The human body contains billons of cells, and each one is surrounded by lipid membranes. These structures form a barrier that separates and defines cells and their internal organelles. Years ago, cell membranes were considered to be a mere physical feature that isolates the intracellular space from the outside. However, further research has shown that these features are involved in a lot of cellular functions. In fact, most of the cellular activity occurs within or around membranes: they are involved in vital processes such as controlling the traffic of molecules in and out of the cell, triggering cellular proliferation, changing the chemical signals that the cell emits to its environment or even modulating the process of cellular death.

Many of these functions are exerted through proteins that are embedded in the cell membrane and that establish chemical bonds with the lipids. In this location, proteins are integrated in a great range of signalling pathways that can go as deep as modulating cellular behaviour through changing the expression of certain genes.

That is why lipid composition of membranes can have an impact on these activities. While the basic structure of cellular membranes is a bilayer made of lipids, these can differ, and their relative abundance in the membrane can be different not only between cells, but between regions within the same membrane. These lipid variations can dramatically alter the physical properties of the cellular membrane and thus, the activity of the proteins within it.

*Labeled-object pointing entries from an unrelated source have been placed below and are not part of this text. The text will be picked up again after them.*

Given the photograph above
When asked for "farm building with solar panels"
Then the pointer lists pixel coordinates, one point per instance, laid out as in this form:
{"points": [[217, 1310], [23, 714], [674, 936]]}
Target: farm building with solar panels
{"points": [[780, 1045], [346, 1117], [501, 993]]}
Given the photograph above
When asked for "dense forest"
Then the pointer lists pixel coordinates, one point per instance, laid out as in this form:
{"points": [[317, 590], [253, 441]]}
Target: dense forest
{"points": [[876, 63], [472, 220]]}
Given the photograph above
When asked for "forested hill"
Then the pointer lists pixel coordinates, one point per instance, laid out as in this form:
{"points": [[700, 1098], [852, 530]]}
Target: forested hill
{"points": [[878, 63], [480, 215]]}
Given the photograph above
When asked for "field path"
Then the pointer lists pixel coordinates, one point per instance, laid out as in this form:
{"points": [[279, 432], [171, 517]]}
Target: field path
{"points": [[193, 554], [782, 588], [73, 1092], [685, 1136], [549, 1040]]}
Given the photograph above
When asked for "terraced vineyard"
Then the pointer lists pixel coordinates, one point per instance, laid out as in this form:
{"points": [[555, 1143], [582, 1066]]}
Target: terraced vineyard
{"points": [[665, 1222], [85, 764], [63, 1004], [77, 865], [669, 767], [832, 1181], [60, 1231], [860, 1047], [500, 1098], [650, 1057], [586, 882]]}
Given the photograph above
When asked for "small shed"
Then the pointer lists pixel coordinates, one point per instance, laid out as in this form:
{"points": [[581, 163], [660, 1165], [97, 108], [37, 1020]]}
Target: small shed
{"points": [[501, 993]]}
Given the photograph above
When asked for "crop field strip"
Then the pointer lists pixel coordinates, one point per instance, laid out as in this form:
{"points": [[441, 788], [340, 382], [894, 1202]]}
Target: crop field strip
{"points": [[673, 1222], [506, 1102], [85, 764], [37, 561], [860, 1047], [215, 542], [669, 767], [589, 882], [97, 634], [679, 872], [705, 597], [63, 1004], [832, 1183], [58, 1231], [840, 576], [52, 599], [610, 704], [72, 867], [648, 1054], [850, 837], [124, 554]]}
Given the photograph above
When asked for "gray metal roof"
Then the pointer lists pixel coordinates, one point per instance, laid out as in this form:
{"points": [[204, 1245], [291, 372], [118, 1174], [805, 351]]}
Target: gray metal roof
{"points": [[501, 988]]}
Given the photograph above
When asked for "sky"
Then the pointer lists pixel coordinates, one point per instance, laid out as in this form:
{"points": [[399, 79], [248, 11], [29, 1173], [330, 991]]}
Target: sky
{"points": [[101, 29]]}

A key membrane feature linked to lipid composition is fluidity, which refers to the mobility of the membrane components. This property depends directly on the ratio between two kinds of lipids, saturated and unsaturated, and determines how the lipids are packed: the tighter, the more proteins can be anchored to the membrane. For example, some membranes have compact regions known as lipid rafts that hold many signalling proteins and act as organising centres for signalling pathways. Reducing the membrane fluidity can dislodge proteins from the structure.

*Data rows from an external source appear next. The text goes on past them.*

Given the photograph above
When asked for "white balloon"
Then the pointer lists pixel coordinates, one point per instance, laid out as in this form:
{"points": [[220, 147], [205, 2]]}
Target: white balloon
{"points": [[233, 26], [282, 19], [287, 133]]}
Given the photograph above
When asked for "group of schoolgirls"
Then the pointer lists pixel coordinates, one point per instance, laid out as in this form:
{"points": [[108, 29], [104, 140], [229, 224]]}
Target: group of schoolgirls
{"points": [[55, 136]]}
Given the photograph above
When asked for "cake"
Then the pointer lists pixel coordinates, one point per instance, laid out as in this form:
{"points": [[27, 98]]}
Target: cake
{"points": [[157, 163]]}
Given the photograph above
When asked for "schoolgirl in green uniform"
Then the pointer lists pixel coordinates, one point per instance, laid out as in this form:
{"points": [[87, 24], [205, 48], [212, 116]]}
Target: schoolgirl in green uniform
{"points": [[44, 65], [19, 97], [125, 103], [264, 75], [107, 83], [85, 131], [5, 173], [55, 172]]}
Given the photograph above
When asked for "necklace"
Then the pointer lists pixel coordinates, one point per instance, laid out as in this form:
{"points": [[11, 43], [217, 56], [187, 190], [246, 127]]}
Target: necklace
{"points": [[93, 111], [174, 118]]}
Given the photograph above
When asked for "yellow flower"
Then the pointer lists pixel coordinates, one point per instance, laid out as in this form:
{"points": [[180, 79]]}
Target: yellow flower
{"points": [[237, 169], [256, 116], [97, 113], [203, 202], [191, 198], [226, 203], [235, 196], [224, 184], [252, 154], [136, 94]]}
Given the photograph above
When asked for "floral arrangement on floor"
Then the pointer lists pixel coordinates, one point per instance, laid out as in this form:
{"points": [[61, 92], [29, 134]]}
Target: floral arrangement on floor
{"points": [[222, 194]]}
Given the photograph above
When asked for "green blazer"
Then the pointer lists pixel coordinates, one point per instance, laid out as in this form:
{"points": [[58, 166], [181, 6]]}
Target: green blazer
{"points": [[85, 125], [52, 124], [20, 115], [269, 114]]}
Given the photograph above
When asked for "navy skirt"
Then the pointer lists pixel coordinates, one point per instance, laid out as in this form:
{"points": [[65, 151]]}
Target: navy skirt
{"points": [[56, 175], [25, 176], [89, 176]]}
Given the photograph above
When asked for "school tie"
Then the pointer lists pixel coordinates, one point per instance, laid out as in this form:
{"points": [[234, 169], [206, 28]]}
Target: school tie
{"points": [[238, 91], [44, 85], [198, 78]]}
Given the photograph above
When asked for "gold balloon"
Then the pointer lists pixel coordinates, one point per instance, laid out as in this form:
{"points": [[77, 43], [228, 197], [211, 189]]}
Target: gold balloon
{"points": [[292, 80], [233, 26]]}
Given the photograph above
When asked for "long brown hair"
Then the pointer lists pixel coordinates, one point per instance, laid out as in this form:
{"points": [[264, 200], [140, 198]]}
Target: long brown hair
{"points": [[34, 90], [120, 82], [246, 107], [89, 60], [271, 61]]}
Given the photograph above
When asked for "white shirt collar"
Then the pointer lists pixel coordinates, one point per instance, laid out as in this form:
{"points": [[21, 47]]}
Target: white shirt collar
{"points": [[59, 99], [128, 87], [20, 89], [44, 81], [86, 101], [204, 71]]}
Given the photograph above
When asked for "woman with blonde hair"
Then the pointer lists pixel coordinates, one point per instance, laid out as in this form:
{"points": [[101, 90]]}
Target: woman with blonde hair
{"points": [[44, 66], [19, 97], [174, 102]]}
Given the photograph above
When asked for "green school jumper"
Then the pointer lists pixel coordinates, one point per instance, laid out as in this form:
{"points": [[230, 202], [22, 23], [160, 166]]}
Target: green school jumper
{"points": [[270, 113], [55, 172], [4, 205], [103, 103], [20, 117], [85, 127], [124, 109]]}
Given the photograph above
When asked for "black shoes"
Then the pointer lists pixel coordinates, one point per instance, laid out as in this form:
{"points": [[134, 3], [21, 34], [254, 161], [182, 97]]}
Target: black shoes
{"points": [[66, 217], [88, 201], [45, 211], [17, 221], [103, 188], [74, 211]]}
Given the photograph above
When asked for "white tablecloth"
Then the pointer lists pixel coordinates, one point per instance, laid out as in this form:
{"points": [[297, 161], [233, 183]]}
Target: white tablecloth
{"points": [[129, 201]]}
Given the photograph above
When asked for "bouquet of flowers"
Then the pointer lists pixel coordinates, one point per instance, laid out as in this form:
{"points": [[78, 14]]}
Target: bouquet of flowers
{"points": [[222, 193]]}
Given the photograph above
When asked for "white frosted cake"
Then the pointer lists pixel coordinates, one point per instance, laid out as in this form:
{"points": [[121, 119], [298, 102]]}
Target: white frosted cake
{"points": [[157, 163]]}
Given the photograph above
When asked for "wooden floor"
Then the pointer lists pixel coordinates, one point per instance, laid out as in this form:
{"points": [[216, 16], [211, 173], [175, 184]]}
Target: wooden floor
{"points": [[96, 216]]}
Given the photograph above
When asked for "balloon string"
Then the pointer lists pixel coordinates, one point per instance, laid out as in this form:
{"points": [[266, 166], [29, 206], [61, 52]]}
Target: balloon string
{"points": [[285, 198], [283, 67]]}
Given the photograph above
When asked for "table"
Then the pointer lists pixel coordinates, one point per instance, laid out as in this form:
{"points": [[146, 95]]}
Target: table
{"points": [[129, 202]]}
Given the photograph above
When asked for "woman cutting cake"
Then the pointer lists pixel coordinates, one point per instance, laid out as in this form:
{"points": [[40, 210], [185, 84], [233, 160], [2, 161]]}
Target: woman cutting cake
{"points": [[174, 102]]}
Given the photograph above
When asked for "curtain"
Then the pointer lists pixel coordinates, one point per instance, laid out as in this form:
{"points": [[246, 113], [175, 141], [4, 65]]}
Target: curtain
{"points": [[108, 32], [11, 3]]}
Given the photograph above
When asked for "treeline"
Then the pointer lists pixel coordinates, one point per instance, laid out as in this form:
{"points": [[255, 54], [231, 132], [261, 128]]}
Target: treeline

This is how Membrane Lipid Therapy can make the difference. In this approach, the therapeutic molecules are synthetic fatty acids that are designed to produce a change in the membrane lipid composition in order to modulate cellular processes. Membrane Lipid Therapy targets proteins in an indirect way: instead of binding to them directly, it disrupts their anchoring to the membrane.

This makes Membrane Lipid Therapy extraordinarily versatile. The onset of many different diseases is related to the malfunction of molecular pathways that work through membrane proteins. Some of them are serious conditions that are currently incurable, such as cancers, inflammatory or metabolic diseases or central nervous system illnesses like Alzheimer disease. But this approach is not limited to processes that involve proteins: any cellular activity linked to the composition of the lipid membrane can become a target of Membrane Lipid Therapy.

This innovative approach implies a “Copernican turn” that aims to mark the difference in how therapies are designed. Membrane Lipid Therapy has the potential to become a game-changing approach to provide an enormous improvement in the quality of life of many patients worldwide.